I just finished the third wonderful debut collection in as many months. Which I think is truly remarkable. As are the ten connected stories in Tracy Winn‘s Mrs. Somebody Somebody, published in 2009 by SMU Press with Random House recently publishing the paperback.
These stories are so different, as different as their narrators, that it’s easy to forget they’re related, that they all take place in Lowell, a mill town on its last legs. Coming across a character from another story felt like recognizing an old friend. I know her, I would look up from my book and want to tell someone. Or hey, I’ve seen that music box before.
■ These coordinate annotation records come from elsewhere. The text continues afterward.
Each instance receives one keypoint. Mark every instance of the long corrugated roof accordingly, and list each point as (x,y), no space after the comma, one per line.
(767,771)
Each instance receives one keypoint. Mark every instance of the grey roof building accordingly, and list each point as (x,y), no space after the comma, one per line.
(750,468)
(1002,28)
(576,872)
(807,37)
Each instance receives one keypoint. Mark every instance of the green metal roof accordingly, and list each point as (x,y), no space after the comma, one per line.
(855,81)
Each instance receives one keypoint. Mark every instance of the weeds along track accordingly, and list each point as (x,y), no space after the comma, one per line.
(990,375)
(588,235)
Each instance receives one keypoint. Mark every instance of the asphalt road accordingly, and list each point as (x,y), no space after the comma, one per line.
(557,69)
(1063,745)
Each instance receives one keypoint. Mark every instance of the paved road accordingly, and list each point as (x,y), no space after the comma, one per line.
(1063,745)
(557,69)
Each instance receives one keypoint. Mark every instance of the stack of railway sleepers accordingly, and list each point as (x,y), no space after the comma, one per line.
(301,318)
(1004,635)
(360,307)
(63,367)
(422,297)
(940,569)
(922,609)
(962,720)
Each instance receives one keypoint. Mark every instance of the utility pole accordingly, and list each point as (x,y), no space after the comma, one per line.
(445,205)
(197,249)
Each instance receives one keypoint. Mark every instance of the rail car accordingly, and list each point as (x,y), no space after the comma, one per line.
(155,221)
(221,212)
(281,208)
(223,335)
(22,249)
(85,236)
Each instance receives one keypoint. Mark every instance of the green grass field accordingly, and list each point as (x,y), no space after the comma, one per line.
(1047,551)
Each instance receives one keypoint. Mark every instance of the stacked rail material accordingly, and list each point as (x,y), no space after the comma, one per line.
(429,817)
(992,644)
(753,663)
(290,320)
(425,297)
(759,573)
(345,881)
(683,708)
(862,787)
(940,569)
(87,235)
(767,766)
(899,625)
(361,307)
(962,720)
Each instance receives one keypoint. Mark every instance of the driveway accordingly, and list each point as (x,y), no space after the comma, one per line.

From the girl who wanted to be Mrs. Somebody Somebody, Stella Lewis, in the first and title story:
“My hats were all over the bed–leftovers of my hopes for the party. I kept my back to her and heaved open the window to the morning, as if that would bring a fresh start.”
From Dr. Charlie Burroughs in “Blue Tango”:
“He drove his shovel into the ground, and turned the earth. Shoveled and turned, hoping the rhythm of the work could fill the hollows in him, and make him know he was home again. His anticipation of how it would be made it hard to see how it was, exactly.”
And from the delightful narrator of “Another Way to Make Cleopatra Cry,” eight-year-old Kaylene about her step-mother:
“She started reciting the poem of her purse. ‘You’ll find Avon lipstick named ‘Moonbeam Misbegotten.’ A half pack of Marlboros. Two gold hoop earrings.”
Stella Lewis, Dr. Charlie Burroughs, Delia Burroughs, June DeLisle, little Franklin Burroughs, Kaylene, the older Frankie Burroughs, Helen Burroughs, Izabel, and Frenchie Duras–It’s just as June DeLisle thinks in “Gumbo Limbo.”
“All sorts of lives ran right alongside the one she was living.”